Les incitations de l'Etat français à l'investissement locatif sont hors-la-loi selon la Commission européenne, qui après avoir mis en garde Paris sur quatre anciens amortissements, pourrait à présent s'en prendre à l'amendement Scellier, l'une des mesures phares du gouvernement en matière de logement.

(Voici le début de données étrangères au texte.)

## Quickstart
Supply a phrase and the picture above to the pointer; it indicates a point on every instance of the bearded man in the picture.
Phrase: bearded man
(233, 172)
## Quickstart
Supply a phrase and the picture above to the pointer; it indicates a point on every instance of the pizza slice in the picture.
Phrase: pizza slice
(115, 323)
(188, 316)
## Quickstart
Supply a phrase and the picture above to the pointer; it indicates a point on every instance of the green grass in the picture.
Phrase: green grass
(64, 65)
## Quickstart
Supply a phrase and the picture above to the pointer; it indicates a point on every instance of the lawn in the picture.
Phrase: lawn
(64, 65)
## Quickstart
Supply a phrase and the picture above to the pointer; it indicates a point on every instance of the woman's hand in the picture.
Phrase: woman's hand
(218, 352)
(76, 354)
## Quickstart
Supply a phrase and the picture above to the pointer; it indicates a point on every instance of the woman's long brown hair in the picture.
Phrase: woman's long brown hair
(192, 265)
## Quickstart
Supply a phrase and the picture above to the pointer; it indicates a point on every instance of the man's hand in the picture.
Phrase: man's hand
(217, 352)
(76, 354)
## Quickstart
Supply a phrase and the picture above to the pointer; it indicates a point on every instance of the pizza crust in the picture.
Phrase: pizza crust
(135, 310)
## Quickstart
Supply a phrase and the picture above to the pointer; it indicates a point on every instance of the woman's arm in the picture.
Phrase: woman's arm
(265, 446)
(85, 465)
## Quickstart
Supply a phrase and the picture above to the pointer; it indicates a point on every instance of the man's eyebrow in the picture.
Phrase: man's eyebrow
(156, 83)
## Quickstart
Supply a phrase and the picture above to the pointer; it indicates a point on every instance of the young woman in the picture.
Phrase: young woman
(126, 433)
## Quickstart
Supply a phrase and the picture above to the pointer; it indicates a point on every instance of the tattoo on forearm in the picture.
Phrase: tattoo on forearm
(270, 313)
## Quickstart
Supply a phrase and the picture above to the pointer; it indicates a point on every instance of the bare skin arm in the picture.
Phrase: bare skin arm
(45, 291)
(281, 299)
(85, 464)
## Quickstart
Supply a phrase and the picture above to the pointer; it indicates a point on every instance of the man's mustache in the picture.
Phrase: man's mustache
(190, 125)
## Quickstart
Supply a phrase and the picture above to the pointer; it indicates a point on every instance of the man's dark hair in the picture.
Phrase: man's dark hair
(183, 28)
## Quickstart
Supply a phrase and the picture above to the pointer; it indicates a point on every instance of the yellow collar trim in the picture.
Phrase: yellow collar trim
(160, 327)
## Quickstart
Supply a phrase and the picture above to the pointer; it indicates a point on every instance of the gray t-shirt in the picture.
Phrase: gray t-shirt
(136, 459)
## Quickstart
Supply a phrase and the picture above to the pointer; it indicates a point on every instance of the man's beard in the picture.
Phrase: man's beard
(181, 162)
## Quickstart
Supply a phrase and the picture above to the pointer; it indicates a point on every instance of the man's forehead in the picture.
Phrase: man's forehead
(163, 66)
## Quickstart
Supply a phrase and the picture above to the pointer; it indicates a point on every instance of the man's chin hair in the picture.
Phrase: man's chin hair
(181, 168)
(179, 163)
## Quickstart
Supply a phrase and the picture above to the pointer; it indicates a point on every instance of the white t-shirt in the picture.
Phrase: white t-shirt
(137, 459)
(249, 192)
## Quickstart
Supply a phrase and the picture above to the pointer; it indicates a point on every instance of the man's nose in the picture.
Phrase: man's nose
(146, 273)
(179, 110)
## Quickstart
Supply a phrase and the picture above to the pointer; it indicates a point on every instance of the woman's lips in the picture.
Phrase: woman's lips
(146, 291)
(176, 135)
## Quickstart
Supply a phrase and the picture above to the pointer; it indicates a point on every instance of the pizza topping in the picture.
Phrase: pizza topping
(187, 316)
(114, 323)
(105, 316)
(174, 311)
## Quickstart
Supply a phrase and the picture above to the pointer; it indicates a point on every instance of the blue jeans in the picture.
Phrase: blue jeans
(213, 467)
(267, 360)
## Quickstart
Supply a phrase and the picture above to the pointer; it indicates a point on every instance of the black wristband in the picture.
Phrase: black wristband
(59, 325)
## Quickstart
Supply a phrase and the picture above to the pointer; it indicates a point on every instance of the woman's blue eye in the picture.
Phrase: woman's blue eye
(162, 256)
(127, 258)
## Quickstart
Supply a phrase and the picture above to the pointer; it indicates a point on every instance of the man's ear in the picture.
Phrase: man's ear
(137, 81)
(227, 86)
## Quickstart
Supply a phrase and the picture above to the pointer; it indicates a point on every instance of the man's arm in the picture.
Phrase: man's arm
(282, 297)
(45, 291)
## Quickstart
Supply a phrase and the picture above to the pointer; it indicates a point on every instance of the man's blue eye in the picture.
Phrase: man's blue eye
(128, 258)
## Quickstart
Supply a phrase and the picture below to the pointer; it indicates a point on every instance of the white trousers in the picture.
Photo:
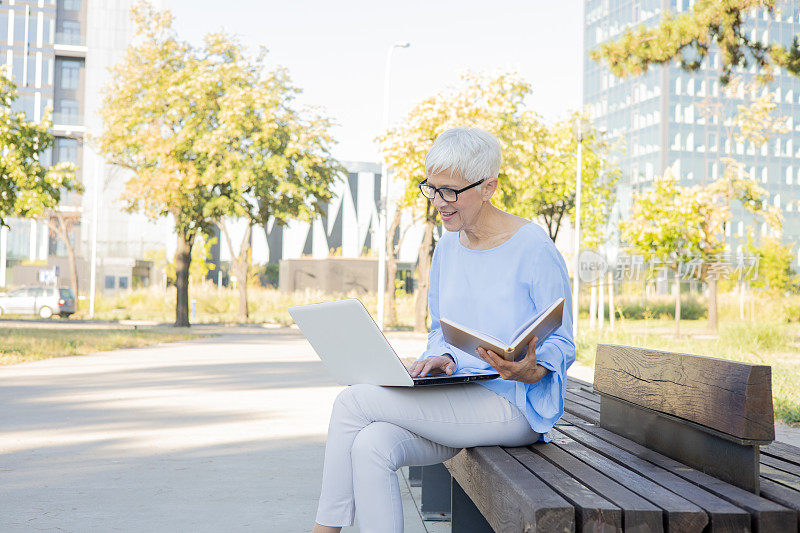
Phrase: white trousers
(376, 430)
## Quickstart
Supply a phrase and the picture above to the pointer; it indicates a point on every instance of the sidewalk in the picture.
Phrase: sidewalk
(218, 434)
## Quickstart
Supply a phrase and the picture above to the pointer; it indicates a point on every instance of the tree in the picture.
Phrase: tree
(542, 177)
(63, 223)
(494, 102)
(689, 37)
(683, 226)
(27, 187)
(280, 167)
(774, 265)
(207, 133)
(751, 125)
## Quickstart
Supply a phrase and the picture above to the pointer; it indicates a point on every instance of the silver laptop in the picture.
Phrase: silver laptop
(351, 345)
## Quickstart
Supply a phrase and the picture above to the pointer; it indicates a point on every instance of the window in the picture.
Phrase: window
(68, 114)
(70, 74)
(32, 23)
(3, 28)
(67, 150)
(19, 26)
(70, 32)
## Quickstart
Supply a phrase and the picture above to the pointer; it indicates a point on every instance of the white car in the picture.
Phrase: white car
(42, 301)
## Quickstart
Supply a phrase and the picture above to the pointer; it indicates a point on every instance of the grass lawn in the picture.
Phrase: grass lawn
(32, 344)
(767, 343)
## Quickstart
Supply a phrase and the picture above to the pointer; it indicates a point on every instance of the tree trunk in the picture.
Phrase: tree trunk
(62, 228)
(391, 269)
(423, 273)
(677, 305)
(712, 305)
(241, 267)
(183, 259)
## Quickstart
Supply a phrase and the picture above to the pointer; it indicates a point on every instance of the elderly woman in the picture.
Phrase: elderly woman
(491, 271)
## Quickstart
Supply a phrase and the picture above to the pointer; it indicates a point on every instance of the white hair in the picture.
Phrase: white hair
(471, 153)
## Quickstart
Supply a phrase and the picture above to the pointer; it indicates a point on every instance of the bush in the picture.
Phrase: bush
(634, 308)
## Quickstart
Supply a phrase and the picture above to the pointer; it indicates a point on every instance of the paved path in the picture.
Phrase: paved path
(221, 434)
(218, 434)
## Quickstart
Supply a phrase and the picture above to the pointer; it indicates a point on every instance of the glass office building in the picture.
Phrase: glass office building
(668, 118)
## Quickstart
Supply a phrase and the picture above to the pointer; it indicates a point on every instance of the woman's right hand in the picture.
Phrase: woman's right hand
(432, 365)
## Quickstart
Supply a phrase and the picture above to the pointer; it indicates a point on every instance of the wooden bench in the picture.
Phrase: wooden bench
(659, 442)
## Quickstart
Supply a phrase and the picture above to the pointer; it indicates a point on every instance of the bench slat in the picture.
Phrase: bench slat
(722, 514)
(593, 404)
(766, 515)
(581, 411)
(784, 454)
(779, 476)
(508, 495)
(592, 512)
(783, 451)
(680, 514)
(638, 514)
(784, 496)
(592, 398)
(780, 464)
(691, 387)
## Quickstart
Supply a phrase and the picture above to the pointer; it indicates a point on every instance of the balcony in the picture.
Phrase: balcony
(70, 44)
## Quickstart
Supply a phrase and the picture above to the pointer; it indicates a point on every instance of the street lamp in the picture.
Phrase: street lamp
(383, 212)
(580, 127)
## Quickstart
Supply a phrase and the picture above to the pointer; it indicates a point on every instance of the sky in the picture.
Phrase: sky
(336, 51)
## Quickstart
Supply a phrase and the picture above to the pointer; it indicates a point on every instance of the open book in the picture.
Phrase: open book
(541, 326)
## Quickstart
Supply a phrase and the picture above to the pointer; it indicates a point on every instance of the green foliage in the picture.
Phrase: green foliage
(201, 265)
(27, 188)
(774, 265)
(34, 344)
(691, 309)
(689, 36)
(542, 179)
(210, 132)
(537, 177)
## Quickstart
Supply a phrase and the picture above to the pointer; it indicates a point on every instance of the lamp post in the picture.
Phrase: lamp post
(383, 212)
(579, 127)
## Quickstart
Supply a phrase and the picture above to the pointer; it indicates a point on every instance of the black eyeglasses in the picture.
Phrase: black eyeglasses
(448, 195)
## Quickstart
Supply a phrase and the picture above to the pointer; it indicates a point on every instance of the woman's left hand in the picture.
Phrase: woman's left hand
(525, 370)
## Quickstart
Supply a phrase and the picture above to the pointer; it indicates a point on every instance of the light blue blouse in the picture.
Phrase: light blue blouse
(495, 291)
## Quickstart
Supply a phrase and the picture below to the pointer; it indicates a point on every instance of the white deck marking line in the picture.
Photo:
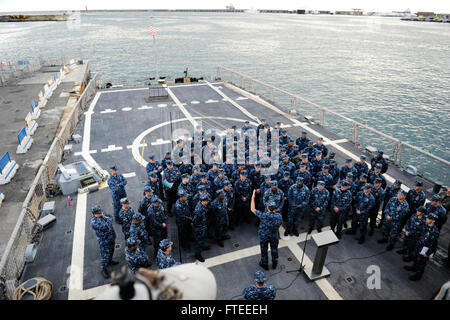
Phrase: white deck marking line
(108, 111)
(129, 175)
(145, 108)
(140, 137)
(336, 141)
(182, 108)
(305, 126)
(159, 142)
(243, 110)
(111, 147)
(77, 264)
(140, 145)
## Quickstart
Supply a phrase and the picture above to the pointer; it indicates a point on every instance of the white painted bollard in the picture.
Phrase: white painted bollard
(36, 112)
(2, 196)
(30, 124)
(25, 141)
(42, 100)
(8, 168)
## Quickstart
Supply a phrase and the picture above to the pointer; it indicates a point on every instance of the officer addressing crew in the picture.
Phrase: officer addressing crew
(101, 223)
(135, 256)
(270, 222)
(396, 209)
(298, 198)
(164, 259)
(319, 203)
(116, 183)
(260, 290)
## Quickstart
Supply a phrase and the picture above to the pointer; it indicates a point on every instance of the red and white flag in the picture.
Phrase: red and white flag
(153, 30)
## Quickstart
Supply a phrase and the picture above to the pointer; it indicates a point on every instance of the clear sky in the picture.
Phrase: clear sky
(442, 6)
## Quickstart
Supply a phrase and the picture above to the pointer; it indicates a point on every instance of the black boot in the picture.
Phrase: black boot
(410, 268)
(113, 263)
(350, 231)
(407, 259)
(415, 277)
(264, 266)
(105, 273)
(199, 258)
(361, 240)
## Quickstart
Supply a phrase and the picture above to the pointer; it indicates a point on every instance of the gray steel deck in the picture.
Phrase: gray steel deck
(116, 120)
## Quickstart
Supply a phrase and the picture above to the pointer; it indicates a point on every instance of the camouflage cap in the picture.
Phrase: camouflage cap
(165, 243)
(260, 276)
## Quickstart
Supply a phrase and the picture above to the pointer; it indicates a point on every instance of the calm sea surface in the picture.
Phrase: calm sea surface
(390, 74)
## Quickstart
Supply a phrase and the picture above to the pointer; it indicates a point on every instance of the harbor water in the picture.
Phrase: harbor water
(383, 72)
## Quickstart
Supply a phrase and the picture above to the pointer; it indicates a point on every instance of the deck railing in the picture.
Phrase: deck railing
(13, 259)
(401, 153)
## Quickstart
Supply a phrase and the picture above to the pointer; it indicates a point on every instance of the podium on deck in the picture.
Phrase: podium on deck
(322, 240)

La Commission européenne aura-t-elle raison du dispositif Scellier ? Il y a quelques semaines, elle épinglait plusieurs dispositifs fiscaux encourageant l'investissement locatif, au titre que ceux-ci violaient la règlementation européenne. En cause, les amortissements dits Périssol, Besson, de Robien et Borloo neuf, permettant aux personnes faisant l'acquisition d'un logement neuf en vue de le louer d'en déduire une partie de leurs revenus fonciers. Pour Bruxelles, ces dispositifs sont «incompatibles avec la libre circulation des capitaux, principe fondamental du marché unique de l'Union européenne». En somme, ils sont contraires aux règles en vigueur dans l'UE, puisqu'ils permettent à un Français d'en bénéficier pour un achat en France, mais pas dans un autre Etat de l'UE.

 

Mais en réalité, on ne peut plus à ce jour enclencher ces dispositifs, puisqu'ils ont été remplacés par l'amendement Scellier dans la loi de Finances rectificative de 2008, pour donner un coup de pouce à l'investissement locatif alors plombé par la crise. Etrangement, ce dispositif n'avait pas été inclus dans l'avis de l'UE adressé en février à la France. Cependant, dans un entretien avec Les Echos paru lundi, le commissaire européen à la fiscalité, Algirdas Semeta, indiquait qu'il n'excluait pas «d'ouvrir une procédure» à l'encontre du dispositif Scellier. «Ce n'est pas à nous de dire [à la France] quels outils elle doit utiliser, mais à elle de voir comment elle doit les modifier pour tenir compte de nos remarques», expliquait-il aux Echos.

 

Pour l'instant, au secrétariat du Logement, on prépare seulement une réponse à l'avis effectivement adressé le 16 fevrier «dans le délai imparti», c'est-à-dire deux mois. Il s'agira d'ailleurs d'une réponse de l'Etat, puisque la question concerne plusieurs ministères, notamment celui des finances. Au secrétariat du logement, on souligne également que «le logement ne dépend pas en principe de la compétence de l'Union européenne, mais de celle des Etats». Reste donc à trancher qui, de la libre circulation des capitaux dans l'UE ou de la politique du logement de la France, aura le dernier mot.

 

L'amendement Scellier
Mis en place lors de la loi de finances de 2009 le dispositif Scellier est un amendement introduit dans la loi de Finances rectificative de 2008. Il permet une réduction d'impôt équivalente à 25 % du montant du prix du bien immobilier, avec un plafonnement à 300.000 euros et sous réserve d'un engagement de location de neuf ans. L'objet de cet amendement, voté en pleine crise immobilière et dans un contexte de manque de logement, était d'encourager les investisseurs pour démultiplier l'offre à la location. D'après la Fédération des promoteurs immobiliers, en 2010, 63% des ventes de nouveaux logements ont été portées par ce dispositif.